Why, indeed, at sixty-mumble years of age do I do this? It's a question I'm sure plenty of polite people wonder but don't ask. It's a question some nervy family members actually ask. It's a question I sometimes even ask myself. Here are some of my answers.
The class members. First and foremost. They are great people who are doing a great thing for themselves, and I love supporting that and making it the best possible experience.
The challenge of the class members. People come to water classes with all kinds of backgrounds and needs. I love trying to help them all get what they need in that hour, wildly variable though those needs may be. I once had an ultramarathoner in training for a 100-mile race and a prison guard pre-habbing for a double hip replacement in the same class. They both were regulars, so they both must have felt they were benefiting.
The challenge of the environment. I can come to the pool with some basic ideas of what I want to do in the class, but they can be drastically re-arranged depending on air and/or water temperature. One time when the water temperature was 90 degrees (that's like therapy pool heat) cardio work would have collapsed everyone with heat exhaustion. Instead, we had to have an hour of slow strength work and Ai Chi movement. Good thing I didn't have my heart set on killer intervals!
To demonstrate that you don't have to be young, skinny, cute, or athletic to be fit. Yes, the young, skinny, cute, and athletic teachers are fun to watch at the front of the class. But they can represent an unrealistic standard for the average person that just wants to lower their health risks or fit into smaller jeans.
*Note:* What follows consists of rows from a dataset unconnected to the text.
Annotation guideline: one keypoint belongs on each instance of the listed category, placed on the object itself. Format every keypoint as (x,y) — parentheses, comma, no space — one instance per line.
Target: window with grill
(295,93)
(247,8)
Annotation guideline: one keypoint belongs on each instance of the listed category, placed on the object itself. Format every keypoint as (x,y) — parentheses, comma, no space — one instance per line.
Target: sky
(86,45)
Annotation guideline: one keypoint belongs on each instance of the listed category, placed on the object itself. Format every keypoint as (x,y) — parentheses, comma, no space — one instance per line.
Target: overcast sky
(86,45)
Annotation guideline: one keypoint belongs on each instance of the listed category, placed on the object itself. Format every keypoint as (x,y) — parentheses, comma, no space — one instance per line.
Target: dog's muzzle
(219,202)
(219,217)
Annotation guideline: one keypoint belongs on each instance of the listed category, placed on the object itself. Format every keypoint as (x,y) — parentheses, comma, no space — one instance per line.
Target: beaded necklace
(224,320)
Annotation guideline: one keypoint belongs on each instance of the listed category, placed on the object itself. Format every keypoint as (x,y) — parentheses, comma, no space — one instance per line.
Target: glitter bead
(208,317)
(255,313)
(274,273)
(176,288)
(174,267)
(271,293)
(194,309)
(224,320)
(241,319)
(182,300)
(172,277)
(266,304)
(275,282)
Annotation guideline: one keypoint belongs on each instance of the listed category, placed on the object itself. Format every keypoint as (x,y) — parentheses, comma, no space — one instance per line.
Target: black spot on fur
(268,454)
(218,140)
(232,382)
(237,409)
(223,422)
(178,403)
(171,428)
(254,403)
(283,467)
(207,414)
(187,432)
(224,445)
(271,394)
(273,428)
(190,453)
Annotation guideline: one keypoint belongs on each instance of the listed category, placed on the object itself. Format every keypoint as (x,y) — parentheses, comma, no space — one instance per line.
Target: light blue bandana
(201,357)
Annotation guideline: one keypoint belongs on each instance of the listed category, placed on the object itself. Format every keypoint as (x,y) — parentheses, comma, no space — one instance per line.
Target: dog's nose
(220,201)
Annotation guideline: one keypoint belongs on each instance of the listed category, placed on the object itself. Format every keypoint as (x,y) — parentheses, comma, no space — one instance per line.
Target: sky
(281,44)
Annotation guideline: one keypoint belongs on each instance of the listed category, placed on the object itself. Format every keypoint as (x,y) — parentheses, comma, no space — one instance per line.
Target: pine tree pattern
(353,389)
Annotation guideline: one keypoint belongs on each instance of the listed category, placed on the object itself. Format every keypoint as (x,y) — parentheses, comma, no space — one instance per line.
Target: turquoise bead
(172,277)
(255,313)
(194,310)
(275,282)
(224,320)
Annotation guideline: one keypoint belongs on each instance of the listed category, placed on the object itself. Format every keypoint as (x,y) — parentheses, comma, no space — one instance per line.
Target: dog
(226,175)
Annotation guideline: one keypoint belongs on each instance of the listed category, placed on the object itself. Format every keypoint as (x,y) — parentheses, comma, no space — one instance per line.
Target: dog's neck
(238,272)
I feel like I can at least be living proof that exercise is for every body. And having been a lot fatter, having a touch of arthritis, having had the life experiences that come with a lot of years, I can better empathize with my class members and better guide their workouts.
The learning. I confess I have always been a nerd. And now I'm an exercise nerd. I love the continuing education classes we have to take to keep up certification. I adore attending international water aerobics conventions to see what's new, what's old-and-now-new-again, and to be a part of the collective energy of a group of people who are passionate about a shared interest. I love to keep variety in my classes.
First and last, it's the class members. It's such a boost to see people who manage to make exercise a habit grow in strength and endurance, to see them enjoy the social benefits of class, and to maintain their ability to do activities they love, whether as professional musicians, caregivers, teachers, or pet rescuers.
Another question that I sometimes ask myself is "How long can I keep doing this?" I see colleagues fall to injury, joint problems, life changes, and I wonder if 70 will be the end of the road. 75? Will I be leading the chair exercise class in the nursing home when I'm 95? The only answer I can come up with is "as long as I can. As long as people will let me. I love this.